The following is a list of the sports that the NNJIL offered. Each bullet was an individual team (as in one team for girls and one team for boys —not a combined unisex team), but in sports marked with an asterisk (*), these two teams usually practice together (depending on the school) and have almost every if not all of their meets, games, matches, competitions, or other events together. (For example, although the boys and girls track teams from a single school usually practice together and have meets at the same time, there are separate events at their meets for boys and for girls, and therefore, the teams are scored and compete separately.)

===Fall Sports===
- Cross Country
- Field Hockey
- Football
- Gymnastics
- Soccer
- Tennis (Girls)
- Volleyball (Girls)

=== Winter sports ===
- Basketball (Boys)
- Basketball (Girls)
- Bowling
- Swimming
- Winter Track
- Wrestling

=== Spring sports ===
- Baseball
- Golf
- Lacrosse
- Softball
- Tennis (Boys)
- Track & Field

==Dissolution of the Conference==

In 2008, the NJSIAA presented a proposal to realign the major athletic conferences throughout New Jersey. As part of the realignment movement, the NNJIL was disbanded before the 2008–2009 season, and member schools joined three larger conferences, based largely on county affiliations.

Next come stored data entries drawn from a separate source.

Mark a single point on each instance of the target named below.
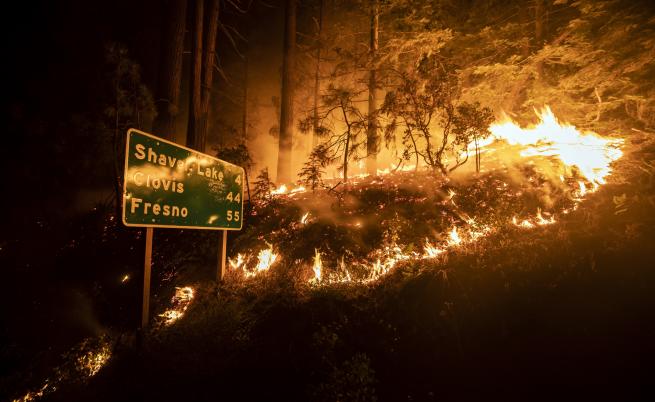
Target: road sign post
(167, 185)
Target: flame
(265, 259)
(453, 237)
(181, 300)
(543, 221)
(280, 190)
(91, 362)
(431, 251)
(87, 363)
(590, 153)
(583, 188)
(236, 264)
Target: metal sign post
(146, 279)
(222, 255)
(167, 185)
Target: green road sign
(168, 185)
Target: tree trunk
(244, 117)
(203, 55)
(170, 76)
(539, 15)
(209, 55)
(372, 130)
(319, 32)
(196, 75)
(524, 20)
(286, 101)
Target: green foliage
(238, 155)
(342, 125)
(132, 104)
(425, 102)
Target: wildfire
(588, 152)
(539, 220)
(453, 237)
(181, 301)
(265, 258)
(237, 263)
(91, 363)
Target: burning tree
(312, 173)
(426, 100)
(342, 124)
(263, 186)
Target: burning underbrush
(358, 232)
(510, 307)
(376, 224)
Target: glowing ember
(590, 153)
(523, 224)
(583, 188)
(181, 300)
(87, 359)
(431, 251)
(543, 221)
(453, 237)
(280, 190)
(265, 259)
(299, 189)
(91, 362)
(237, 263)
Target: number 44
(236, 198)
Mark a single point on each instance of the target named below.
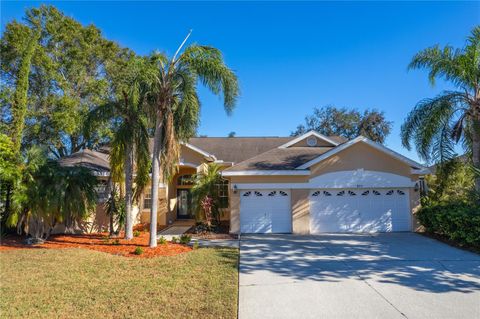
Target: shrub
(162, 241)
(185, 239)
(458, 222)
(138, 251)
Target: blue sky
(291, 57)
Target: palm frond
(429, 122)
(207, 63)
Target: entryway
(184, 204)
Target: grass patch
(81, 283)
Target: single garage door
(265, 211)
(359, 210)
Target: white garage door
(359, 210)
(265, 211)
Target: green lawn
(79, 283)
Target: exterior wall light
(417, 187)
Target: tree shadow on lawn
(401, 259)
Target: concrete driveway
(398, 275)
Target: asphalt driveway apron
(396, 275)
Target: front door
(184, 205)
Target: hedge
(458, 222)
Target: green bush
(458, 222)
(138, 251)
(161, 240)
(185, 239)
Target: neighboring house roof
(94, 160)
(280, 159)
(247, 153)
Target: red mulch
(99, 242)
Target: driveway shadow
(403, 259)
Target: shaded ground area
(99, 242)
(398, 275)
(81, 283)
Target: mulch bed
(99, 242)
(221, 232)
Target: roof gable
(362, 139)
(307, 135)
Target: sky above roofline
(291, 57)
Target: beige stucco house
(304, 185)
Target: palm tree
(129, 147)
(49, 194)
(176, 106)
(435, 125)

Essex County schools Bloomfield, Belleville, Nutley, Montclair and Barringer High Schools joined the new Super Essex Conference, where they remain to this day.

Clifton, Passaic, Paterson Eastside and Paterson Kennedy (representatives from Passaic County), along with Paramus, Hackensack, Teaneck and Ridgewood (Bergen County public schools) and Bergen Catholic, Don Bosco Prep, Immaculate Heart Academy, Academy of the Holy Angels and Saint Joseph Regional (Bergen County Non-Public schools) joined the newly formed North Jersey Tri-County Conference. This new conference comprised schools from Passaic, Bergen and Hudson County.

Paramus Catholic, the last remaining school of the old NNJIL, joined the North Bergen Interscholastic Athletic League (NBIL).

For the 2010 season, the Bergen and Passaic County schools of the North Jersey Tri-County Conference joined with the schools of the former NBIL and Northern Hills Conferences to form the Big North Conference. All Hudson County schools of the North Jersey Tri-County Conference returned to the Hudson County Interscholastic Athletic Association.

==Impact of the NNJIL==

Many of the high schools that were members of the NNJIL were seen as athletic powerhouses, and numerous state and sectional championships were won by member schools. Fierce rivalries developed in the league, especially in football, where neighboring towns hold decades-long traditional matchups, or where Non-Public schools such as Bergen Catholic and Don Bosco have battled for state championships over the past two decades.

Many of the schools in the NNJIL have been included in the most recent realignment conducted by the NJSIAA as part of the 40-member Big North Conference.

==League Code of Conduct==
The NNJIL encourages parents and spectators to support good sportsmanship and to be positive role models to student athletes. Smoking is not allowed (per NNJIL rules, some local laws, and state legislation) at NNJIL events. Spectators are asked to "enthusiastically encourage" their own teams, to refrain from booing and using negative remarks, and to applaud "outstanding play" by any team. State and NNJIL regulations prohibit noisemakers, signs, and banners at competitions.